Writer: Eric Bogosian
Director: Sean Turner
Reviewer: Richard Maguire
As some right-wing political views become legitimised by Donald Trump’s presidency in the US, and with our own imminent departure from the EU suggesting a similar surge to the right, this revival of Talk Radio, first performed in 1987, couldn’t be more timely.
Trump and, to a lesser extent, Nigel Farage, promised to do away with jargon and political correctness, and, instead, ‘tell it like it is.’ The shock jock Barry Champlain in Eric Bogosian’s award-winning play certainly ‘tells it like it is’ when he hosts his talk radio show in Cleveland. One of Trump’s most controversial moves was to ban transgender people from serving in the military and it’s fitting that the first caller in Champlain’s show is a ‘transsexual’ asking for advice. The DJ gives Francine short shrift, but in true democratic style, he’s rude to almost everyone who calls in, saving his most severe insults for a black man, who rings up to proclaim his love for Jews.
Matthew Jure gives a powerhouse performance as Champlain, and he does well to reveal the hollowness under the DJ’s bravado and rage. For Barry ‘talking is living’ and so he must never run out of words. At first glance, it may seem that it is Champlain who provides the right-view opinions, but he is merely the conduit for the views of his callers. While talk radio may not be as popular as it once was, these extreme views now find their way into Twitter and Facebook. It’s the price America pays for elevating the freedom of speech so high.
Based on a real shock jock, Talk Radio was, of course, turned into a film starring its writer Bogosian as Barry Champlain and directed by Oliver Stone, who added some more shock to the proceedings. Upstairs at the Old Red Lion, it’s good to see the original play, which entirely takes place in the radio booth, and plays in real time.
The design by Max Dorey is meticulous (even a 1980s’ copy of Playboy finds its way into the studio) with the radio booth dominating the stage, but it does lead to some problems with blocking. One side of the audience in the theatre’s L-shaped seating can only see the back of Champlain’s colleagues Linda and Stu, played well by Molly McNerney and George Turvey, as they sit facing Champlain through the grimy glass. Their positions also obstruct the view into the booth for the same side of the audience, which is a shame, especially when teenager Kent, raucously played by Ceallach Spellman, joins Champlain for some banter in the booth.
In a play where numerous characters spout their beliefs, the narrative will always be in danger and. when this play finds its narrative, it seems to come out of nowhere; there was no rising tension to make this shift logical.
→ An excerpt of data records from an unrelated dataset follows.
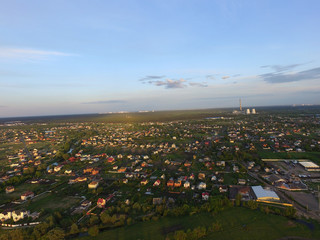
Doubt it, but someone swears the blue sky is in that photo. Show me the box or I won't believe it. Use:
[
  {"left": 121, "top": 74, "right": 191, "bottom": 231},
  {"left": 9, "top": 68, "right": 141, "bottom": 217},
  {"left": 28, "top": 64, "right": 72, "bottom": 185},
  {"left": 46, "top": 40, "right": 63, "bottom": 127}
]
[{"left": 0, "top": 0, "right": 320, "bottom": 117}]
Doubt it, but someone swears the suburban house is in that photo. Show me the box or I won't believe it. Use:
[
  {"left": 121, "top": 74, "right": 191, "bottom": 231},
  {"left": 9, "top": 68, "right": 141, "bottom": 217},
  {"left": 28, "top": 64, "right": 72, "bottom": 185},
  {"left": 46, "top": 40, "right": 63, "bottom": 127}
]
[
  {"left": 0, "top": 210, "right": 30, "bottom": 222},
  {"left": 167, "top": 179, "right": 174, "bottom": 187},
  {"left": 88, "top": 181, "right": 99, "bottom": 189},
  {"left": 21, "top": 191, "right": 34, "bottom": 201},
  {"left": 202, "top": 192, "right": 209, "bottom": 201},
  {"left": 197, "top": 182, "right": 207, "bottom": 190},
  {"left": 97, "top": 198, "right": 106, "bottom": 208},
  {"left": 153, "top": 179, "right": 161, "bottom": 187},
  {"left": 141, "top": 179, "right": 149, "bottom": 185},
  {"left": 6, "top": 186, "right": 14, "bottom": 193},
  {"left": 183, "top": 181, "right": 190, "bottom": 188}
]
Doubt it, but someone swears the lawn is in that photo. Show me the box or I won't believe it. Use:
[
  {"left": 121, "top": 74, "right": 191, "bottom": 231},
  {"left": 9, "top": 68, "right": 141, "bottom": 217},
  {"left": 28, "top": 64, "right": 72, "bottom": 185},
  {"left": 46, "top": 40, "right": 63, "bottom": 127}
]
[
  {"left": 26, "top": 192, "right": 81, "bottom": 211},
  {"left": 79, "top": 208, "right": 320, "bottom": 240}
]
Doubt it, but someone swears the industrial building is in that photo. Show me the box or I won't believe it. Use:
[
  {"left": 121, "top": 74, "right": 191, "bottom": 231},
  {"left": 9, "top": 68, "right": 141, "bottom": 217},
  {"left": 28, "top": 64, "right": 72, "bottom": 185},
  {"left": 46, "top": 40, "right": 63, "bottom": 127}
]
[
  {"left": 299, "top": 161, "right": 320, "bottom": 172},
  {"left": 251, "top": 186, "right": 280, "bottom": 201}
]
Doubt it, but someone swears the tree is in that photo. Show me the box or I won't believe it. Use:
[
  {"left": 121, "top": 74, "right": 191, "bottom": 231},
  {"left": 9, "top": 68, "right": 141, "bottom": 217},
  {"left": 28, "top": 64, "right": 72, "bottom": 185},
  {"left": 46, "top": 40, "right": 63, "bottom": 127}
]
[
  {"left": 174, "top": 230, "right": 187, "bottom": 240},
  {"left": 44, "top": 228, "right": 65, "bottom": 240},
  {"left": 236, "top": 194, "right": 242, "bottom": 206},
  {"left": 10, "top": 229, "right": 24, "bottom": 240},
  {"left": 90, "top": 215, "right": 99, "bottom": 226},
  {"left": 88, "top": 225, "right": 99, "bottom": 237},
  {"left": 284, "top": 207, "right": 296, "bottom": 218},
  {"left": 70, "top": 223, "right": 79, "bottom": 234}
]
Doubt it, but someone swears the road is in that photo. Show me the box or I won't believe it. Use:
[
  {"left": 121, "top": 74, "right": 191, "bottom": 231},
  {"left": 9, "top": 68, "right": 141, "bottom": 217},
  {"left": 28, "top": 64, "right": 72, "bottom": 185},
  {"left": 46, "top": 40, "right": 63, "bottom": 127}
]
[{"left": 247, "top": 167, "right": 320, "bottom": 221}]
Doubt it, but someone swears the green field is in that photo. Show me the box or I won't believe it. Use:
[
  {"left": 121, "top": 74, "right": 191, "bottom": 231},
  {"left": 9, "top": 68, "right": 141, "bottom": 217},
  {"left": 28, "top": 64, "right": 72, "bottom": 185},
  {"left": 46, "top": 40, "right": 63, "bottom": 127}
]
[
  {"left": 27, "top": 192, "right": 81, "bottom": 211},
  {"left": 79, "top": 208, "right": 320, "bottom": 240}
]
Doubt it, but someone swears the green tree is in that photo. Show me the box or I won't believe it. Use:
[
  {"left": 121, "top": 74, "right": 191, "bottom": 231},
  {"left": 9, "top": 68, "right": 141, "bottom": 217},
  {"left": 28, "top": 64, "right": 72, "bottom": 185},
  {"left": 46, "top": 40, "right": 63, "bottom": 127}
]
[
  {"left": 44, "top": 228, "right": 65, "bottom": 240},
  {"left": 70, "top": 223, "right": 79, "bottom": 234},
  {"left": 174, "top": 230, "right": 187, "bottom": 240},
  {"left": 88, "top": 225, "right": 99, "bottom": 237}
]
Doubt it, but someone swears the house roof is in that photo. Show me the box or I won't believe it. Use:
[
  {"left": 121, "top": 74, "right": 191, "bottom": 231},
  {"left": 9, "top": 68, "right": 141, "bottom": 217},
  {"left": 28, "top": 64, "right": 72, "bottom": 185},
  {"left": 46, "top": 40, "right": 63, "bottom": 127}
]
[{"left": 251, "top": 186, "right": 279, "bottom": 199}]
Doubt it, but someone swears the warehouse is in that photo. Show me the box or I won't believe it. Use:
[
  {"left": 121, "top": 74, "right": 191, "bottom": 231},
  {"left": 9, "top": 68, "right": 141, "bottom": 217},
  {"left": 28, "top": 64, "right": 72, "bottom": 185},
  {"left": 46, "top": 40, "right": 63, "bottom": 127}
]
[
  {"left": 251, "top": 186, "right": 280, "bottom": 201},
  {"left": 299, "top": 161, "right": 320, "bottom": 172}
]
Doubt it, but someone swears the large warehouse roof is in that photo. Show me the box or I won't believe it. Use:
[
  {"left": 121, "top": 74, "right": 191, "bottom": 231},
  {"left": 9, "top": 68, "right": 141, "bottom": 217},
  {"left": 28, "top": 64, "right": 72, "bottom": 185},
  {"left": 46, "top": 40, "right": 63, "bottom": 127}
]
[
  {"left": 299, "top": 162, "right": 319, "bottom": 168},
  {"left": 252, "top": 186, "right": 280, "bottom": 200}
]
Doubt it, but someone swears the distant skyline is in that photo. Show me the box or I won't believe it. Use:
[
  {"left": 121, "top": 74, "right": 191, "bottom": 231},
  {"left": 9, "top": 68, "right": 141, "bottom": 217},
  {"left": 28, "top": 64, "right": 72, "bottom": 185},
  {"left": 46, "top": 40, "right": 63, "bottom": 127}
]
[{"left": 0, "top": 0, "right": 320, "bottom": 117}]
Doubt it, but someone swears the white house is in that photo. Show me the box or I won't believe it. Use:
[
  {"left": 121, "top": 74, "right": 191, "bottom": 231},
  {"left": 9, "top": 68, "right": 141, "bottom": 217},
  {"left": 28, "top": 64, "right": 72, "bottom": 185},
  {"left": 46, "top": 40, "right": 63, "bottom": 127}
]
[{"left": 198, "top": 182, "right": 207, "bottom": 190}]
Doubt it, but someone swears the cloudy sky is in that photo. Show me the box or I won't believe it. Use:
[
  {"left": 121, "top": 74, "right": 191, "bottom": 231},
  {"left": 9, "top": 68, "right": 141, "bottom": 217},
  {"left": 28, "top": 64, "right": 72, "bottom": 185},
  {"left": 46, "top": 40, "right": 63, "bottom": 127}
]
[{"left": 0, "top": 0, "right": 320, "bottom": 117}]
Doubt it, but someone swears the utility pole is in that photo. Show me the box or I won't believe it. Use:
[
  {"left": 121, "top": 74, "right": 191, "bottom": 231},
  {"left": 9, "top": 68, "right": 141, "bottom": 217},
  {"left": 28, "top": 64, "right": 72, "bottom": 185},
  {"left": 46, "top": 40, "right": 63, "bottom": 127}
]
[{"left": 318, "top": 185, "right": 320, "bottom": 210}]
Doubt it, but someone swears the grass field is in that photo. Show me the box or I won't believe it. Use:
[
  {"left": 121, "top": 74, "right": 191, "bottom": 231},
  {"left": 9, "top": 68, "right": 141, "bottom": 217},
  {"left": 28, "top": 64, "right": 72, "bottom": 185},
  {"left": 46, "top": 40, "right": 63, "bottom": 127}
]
[
  {"left": 79, "top": 208, "right": 320, "bottom": 240},
  {"left": 27, "top": 193, "right": 81, "bottom": 211}
]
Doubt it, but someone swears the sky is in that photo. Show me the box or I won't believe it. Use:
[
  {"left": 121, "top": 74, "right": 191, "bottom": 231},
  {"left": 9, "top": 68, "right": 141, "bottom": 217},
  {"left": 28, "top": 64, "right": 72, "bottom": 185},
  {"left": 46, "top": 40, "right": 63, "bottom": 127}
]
[{"left": 0, "top": 0, "right": 320, "bottom": 117}]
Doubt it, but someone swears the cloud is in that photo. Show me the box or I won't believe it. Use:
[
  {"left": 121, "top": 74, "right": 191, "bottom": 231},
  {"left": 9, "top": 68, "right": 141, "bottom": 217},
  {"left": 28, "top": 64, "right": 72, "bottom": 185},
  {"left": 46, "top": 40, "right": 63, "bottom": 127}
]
[
  {"left": 139, "top": 75, "right": 165, "bottom": 81},
  {"left": 189, "top": 82, "right": 208, "bottom": 87},
  {"left": 82, "top": 100, "right": 127, "bottom": 104},
  {"left": 148, "top": 79, "right": 187, "bottom": 89},
  {"left": 206, "top": 74, "right": 216, "bottom": 80},
  {"left": 193, "top": 93, "right": 274, "bottom": 101},
  {"left": 139, "top": 76, "right": 208, "bottom": 89},
  {"left": 0, "top": 48, "right": 74, "bottom": 60},
  {"left": 261, "top": 63, "right": 304, "bottom": 72},
  {"left": 232, "top": 74, "right": 241, "bottom": 77},
  {"left": 259, "top": 67, "right": 320, "bottom": 83}
]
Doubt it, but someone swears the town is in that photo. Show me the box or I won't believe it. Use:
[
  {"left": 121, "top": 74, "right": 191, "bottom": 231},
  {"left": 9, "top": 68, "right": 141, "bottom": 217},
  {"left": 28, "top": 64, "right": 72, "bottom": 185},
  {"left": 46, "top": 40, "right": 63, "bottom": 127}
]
[{"left": 0, "top": 109, "right": 320, "bottom": 239}]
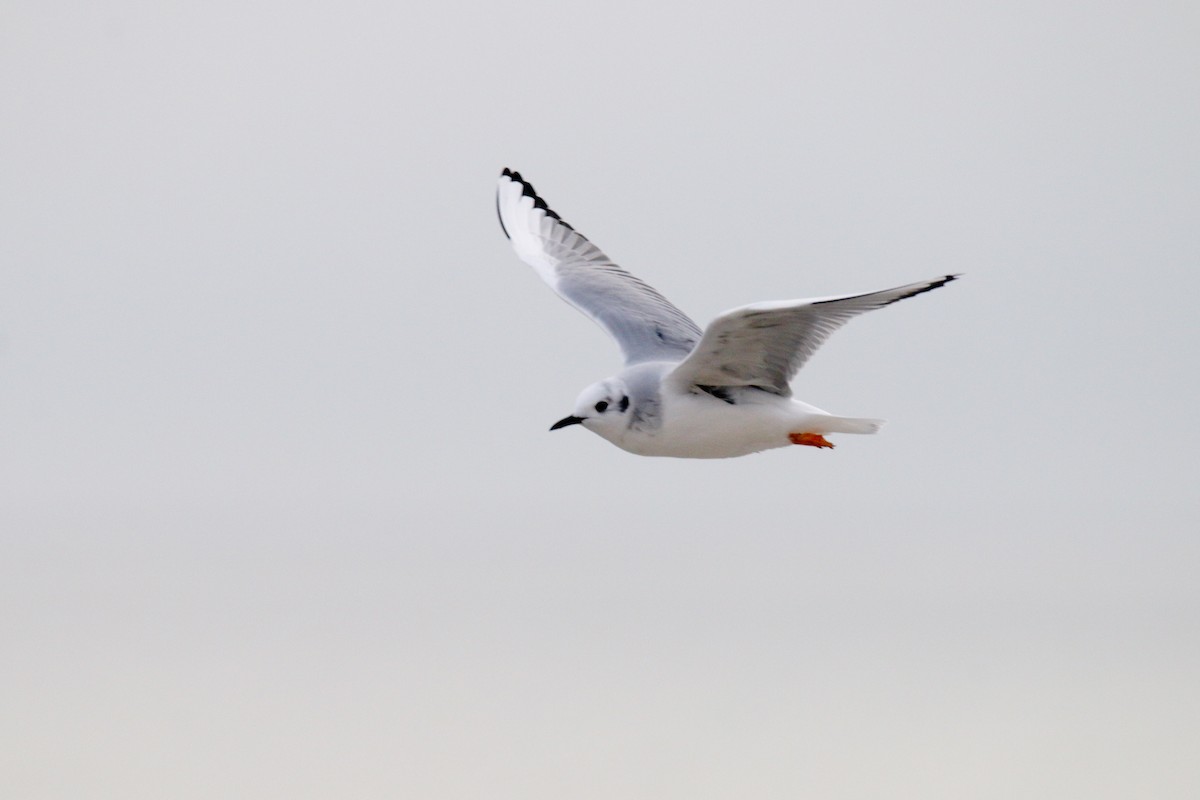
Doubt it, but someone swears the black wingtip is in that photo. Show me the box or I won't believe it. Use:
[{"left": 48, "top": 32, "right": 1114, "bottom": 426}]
[
  {"left": 496, "top": 167, "right": 575, "bottom": 231},
  {"left": 883, "top": 273, "right": 961, "bottom": 306}
]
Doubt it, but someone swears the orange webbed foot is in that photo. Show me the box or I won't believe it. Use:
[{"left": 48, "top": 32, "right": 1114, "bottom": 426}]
[{"left": 787, "top": 433, "right": 833, "bottom": 450}]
But these shortcomings are negligible in such a lively production, and there are a few scenes which have the audience genuinely holding their breath.
It’s been a good 12 months for the Old Red Lion with the wonderful If We Got Some More Cocaine I Could Show You How I Love You playing here this time last year, and their most recent production, Mrs Orwell, transferring to the Southwark Playhouse. Talk Radio, with Jure’s impressive hosting skills. appears likely to continue this success.